During the apply phase only, for each provisioner associated with a managed
resource planned for creation or destruction whose provisioner configurations
refers to an ephemeral resource, locate the create and/or destroy node for
the managed resource and mark it as dependent on the open node for
the ephemeral resource, and mark the close node for the ephemeral resource
as dependent on the managed resource node. Or, diagrammatically:
   ephemeral.vault_generic_secret.example (open)
                         ⇧
        rundeck_job.example (create/destroy)
                         ⇧
   ephemeral.vault_generic_secret.example (close)
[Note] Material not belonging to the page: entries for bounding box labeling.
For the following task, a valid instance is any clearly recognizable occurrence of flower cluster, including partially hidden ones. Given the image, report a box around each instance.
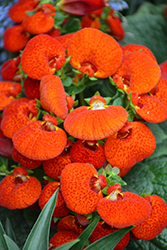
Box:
[0,0,167,250]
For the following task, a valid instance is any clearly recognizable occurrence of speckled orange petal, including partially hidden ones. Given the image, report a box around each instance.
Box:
[12,147,41,169]
[0,167,41,209]
[60,163,103,214]
[59,0,105,16]
[56,32,75,49]
[21,34,65,80]
[0,81,21,110]
[1,102,36,138]
[12,121,67,160]
[132,195,167,240]
[89,221,130,250]
[135,94,167,123]
[43,148,71,180]
[115,51,161,94]
[97,192,152,228]
[23,77,40,99]
[38,181,70,217]
[0,128,13,159]
[22,11,54,35]
[64,101,128,141]
[49,231,79,249]
[122,44,157,61]
[81,15,101,29]
[8,0,39,23]
[67,28,122,78]
[3,97,30,117]
[40,75,68,120]
[159,60,167,79]
[57,215,86,234]
[104,122,156,176]
[1,56,22,81]
[2,24,30,52]
[150,77,167,108]
[70,140,105,169]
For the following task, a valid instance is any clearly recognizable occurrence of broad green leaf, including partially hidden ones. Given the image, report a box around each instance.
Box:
[65,17,80,33]
[4,235,20,250]
[85,226,133,250]
[146,122,167,144]
[5,218,16,242]
[120,2,167,63]
[53,239,79,250]
[0,207,31,249]
[70,214,100,250]
[0,222,8,250]
[23,189,59,250]
[62,76,72,87]
[65,84,85,95]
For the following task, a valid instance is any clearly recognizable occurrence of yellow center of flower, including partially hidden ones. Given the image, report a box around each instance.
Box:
[90,100,106,110]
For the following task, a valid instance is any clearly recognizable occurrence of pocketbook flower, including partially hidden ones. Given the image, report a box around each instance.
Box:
[64,95,128,141]
[67,28,122,78]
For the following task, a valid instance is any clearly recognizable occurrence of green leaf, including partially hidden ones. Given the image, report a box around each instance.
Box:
[62,76,72,87]
[4,235,20,250]
[120,2,167,63]
[65,17,80,33]
[146,122,167,144]
[23,189,59,250]
[65,84,85,95]
[70,214,100,250]
[53,239,79,250]
[5,218,16,242]
[0,222,8,250]
[85,226,133,250]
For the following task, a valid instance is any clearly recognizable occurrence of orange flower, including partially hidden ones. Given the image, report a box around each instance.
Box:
[104,122,156,176]
[43,140,71,180]
[106,10,125,41]
[40,75,68,120]
[59,0,105,16]
[132,195,167,240]
[3,97,30,117]
[38,181,70,217]
[57,215,86,234]
[122,44,157,61]
[23,77,40,99]
[132,94,167,123]
[114,51,161,95]
[89,221,130,250]
[64,95,128,141]
[81,14,101,29]
[12,115,67,160]
[60,163,103,214]
[0,81,21,111]
[56,32,75,49]
[0,117,13,159]
[21,34,66,80]
[12,147,41,169]
[70,140,105,169]
[22,4,55,35]
[159,60,167,79]
[97,189,152,228]
[2,24,30,52]
[0,167,41,209]
[67,28,122,78]
[150,77,167,108]
[46,27,61,38]
[49,231,79,250]
[1,101,38,138]
[1,56,22,81]
[8,0,40,23]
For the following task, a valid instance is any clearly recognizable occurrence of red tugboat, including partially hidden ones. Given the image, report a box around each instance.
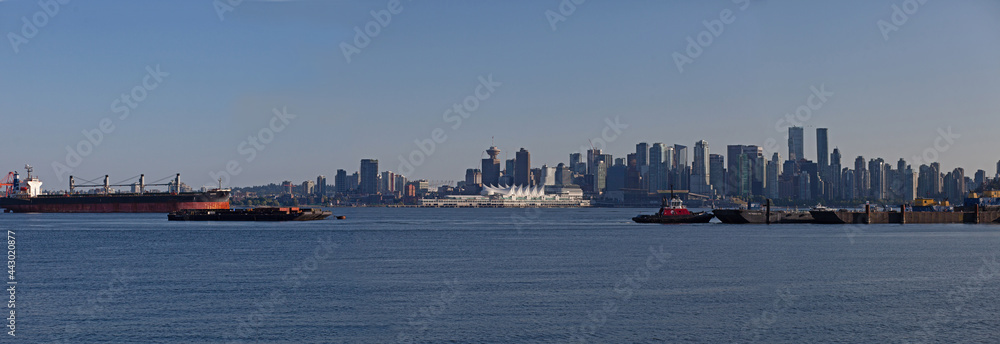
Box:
[632,188,715,223]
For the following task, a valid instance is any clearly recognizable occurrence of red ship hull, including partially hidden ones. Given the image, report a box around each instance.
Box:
[4,201,229,213]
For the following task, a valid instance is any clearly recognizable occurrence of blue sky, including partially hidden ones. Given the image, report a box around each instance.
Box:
[0,0,1000,189]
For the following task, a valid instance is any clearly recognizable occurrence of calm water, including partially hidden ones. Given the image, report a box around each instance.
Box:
[0,208,1000,343]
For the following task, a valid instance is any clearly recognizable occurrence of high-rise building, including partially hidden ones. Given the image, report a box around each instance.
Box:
[584,149,601,174]
[828,148,844,200]
[300,180,316,195]
[764,152,781,199]
[538,165,556,185]
[569,153,587,174]
[347,171,361,192]
[899,165,917,201]
[314,176,326,196]
[708,154,726,195]
[333,170,351,194]
[930,162,944,197]
[868,158,886,200]
[854,155,869,198]
[788,127,806,161]
[726,145,766,196]
[625,152,648,190]
[635,142,652,189]
[556,163,573,185]
[649,142,667,193]
[359,159,378,195]
[635,142,648,167]
[691,140,712,195]
[840,167,858,200]
[671,144,691,190]
[735,153,752,198]
[396,174,409,194]
[514,148,531,186]
[481,146,500,186]
[378,171,396,194]
[592,159,608,194]
[816,128,830,171]
[605,160,632,192]
[465,168,483,186]
[972,170,986,190]
[948,167,968,204]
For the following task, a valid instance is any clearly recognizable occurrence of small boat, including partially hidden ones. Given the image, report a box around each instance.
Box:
[632,189,715,223]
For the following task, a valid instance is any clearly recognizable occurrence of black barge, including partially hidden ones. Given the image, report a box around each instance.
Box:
[167,207,333,221]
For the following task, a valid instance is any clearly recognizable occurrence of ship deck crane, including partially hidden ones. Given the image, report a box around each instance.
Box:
[69,173,181,193]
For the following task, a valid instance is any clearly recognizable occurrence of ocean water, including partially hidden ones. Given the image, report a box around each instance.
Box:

(Only create-time provisioners need to be considered for managed resources
planned for creation, and only destroy-time provisioners for those planned
for destruction.)


In addition to the above behaviors, ephemeral resources must also follow a
similar behavior as for provider configurations in that they must be
forcefully closed even if an error occurs before their "close" node is reached
during graph traversal. The only cases where an ephemeral remote object should
persist after a graph walk is completed are if the CloseEphemeral operation
itself fails (the provider's own responsibility) or if Terraform encounters
a panic condition.
Interactions with the Plan/Apply flow

The key distinguishing factor for ephemeral resources is that they are
processed in exactly the same way for all walk types. The only differences are
a result of the interactions with other objects in the graph: ephemeral
resources would never appear in a validate graph, for example, because in
practice such a graph doesn't contain any provider configurations nor managed
resource create/destroy actions.
As a follow-on consequence of that, ephemeral resources to not explicitly
participate in the plan/apply flow: there will never be an entry in a generated
plan representing opening or closing an ephemeral resource. Instead, the
ephemeral resource behaviors are an implied side-effect of all other operations,
and no information about an ephemeral resource opened and closed during plan
is available during a subsequent apply. The apply walk will open and then later
close any necessary ephemeral resources itself.
This addresses the problem of ephemeral credentials generated during plan
becoming unavailable before the plan is applied: the apply phase will instead
issue its own credentials, entirely separate from those issued during the
plan phase.
Provider SDK Representation

I'll leave the finer details of Provider SDK Representation for the SDK team
to define, but I want to note a few things related to it.
Firstly, from a provider protocol standpoint Terraform Core will consider an
ephemeral resource type to be totally distinct from a managed or data resource
type of the same name. This continues the precedent that e.g. a managed
resource type aws_vpc is not connected in any technical way to a data
resource type aws_vpc, and instead the relationship between them is a UX
concern managed by provider developers.
The SDK may in practice be designed to allow sharing implementation between
resources types with the same name but of different modes. From Terraform Core's
perspective, that would be an implementation detail of the SDK. I'd recommend
caution about making such sharing of implementation the default behavior,
because e.g. it would be confusing if a data "ssh_tunnel" "example block were
to be treated as valid, create an SSH tunnel process during its read, and then
totally lose track of that process and not formally clean it up.
The design of ephemeral resources does intentionally have various things in
common with other resource modes, though. For example, the representation of
configuration as an object, and the open action augmenting that object with
additional "computed" attribute values in a similar way as we see for both
managed and data resources. In principle then, the same abstractions used to
represent config-in-state-out transformations for managed and data resource
types should be adaptable to ephemeral resource types too.